MacBook Pro

I’ve been really excited by virtualization lately, so of course I’ve been drooling over the potential of the MacBook Pro.

I considered the Macbook, but decided I enjoyed the large screen and fast graphics of the Powerbook too much to give them up.

On Monday I sold my G4 Powerbook to a friend of mine, and ran to the Apple store to buy the MacBook Pro. I spent a full ten minutes explaining how I was buying one “today” to the spiky-haired Mac sales guy, who promptly walked off. I found another salesperson, named Sulgi Kim, who was very nice and gave me a discount on my .Mac subscription along with my new notebook.

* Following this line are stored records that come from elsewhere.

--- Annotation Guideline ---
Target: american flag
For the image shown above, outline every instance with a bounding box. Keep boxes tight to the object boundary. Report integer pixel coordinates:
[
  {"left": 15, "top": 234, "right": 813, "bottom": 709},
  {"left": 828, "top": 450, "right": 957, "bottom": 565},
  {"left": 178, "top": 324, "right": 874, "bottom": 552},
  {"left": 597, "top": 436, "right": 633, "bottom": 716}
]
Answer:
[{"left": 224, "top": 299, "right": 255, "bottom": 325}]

So far, the Macbook Pro is hands-down faster than my Powerbook. It’s hard to quantify, but in user-experience terms, things that used to take a moment now take no time at all. For example, Adium always took a second or two to load. Now it’s virtually instant.

The migration from Powerbook to MacBook was relatively painless: when prompted, I connected a firewire cable between the two laptops, and waited for about an hour. When I logged into the MacBook Pro, everything was there, just as I’d left it on my Powerbook.

Well, sort of.

Little Snitch, a nice little “outbound firewall”, kernel panicked on login, so I had to remove it. Apple’s X11 doesn’t seem to work at all, and was in fact missing until I installed it. I’m still working on it.

Regarding virtualization: I haven’t yet installed Bootcamp, but I will soon. Meanwhile, I’ve been working with both Ubuntu Linux and WinXP under Parallels, which truly rocks. WinXP is very fast under Parallels, much more so than it ever was under Virtual PC. And for $40, Parallels is a steal.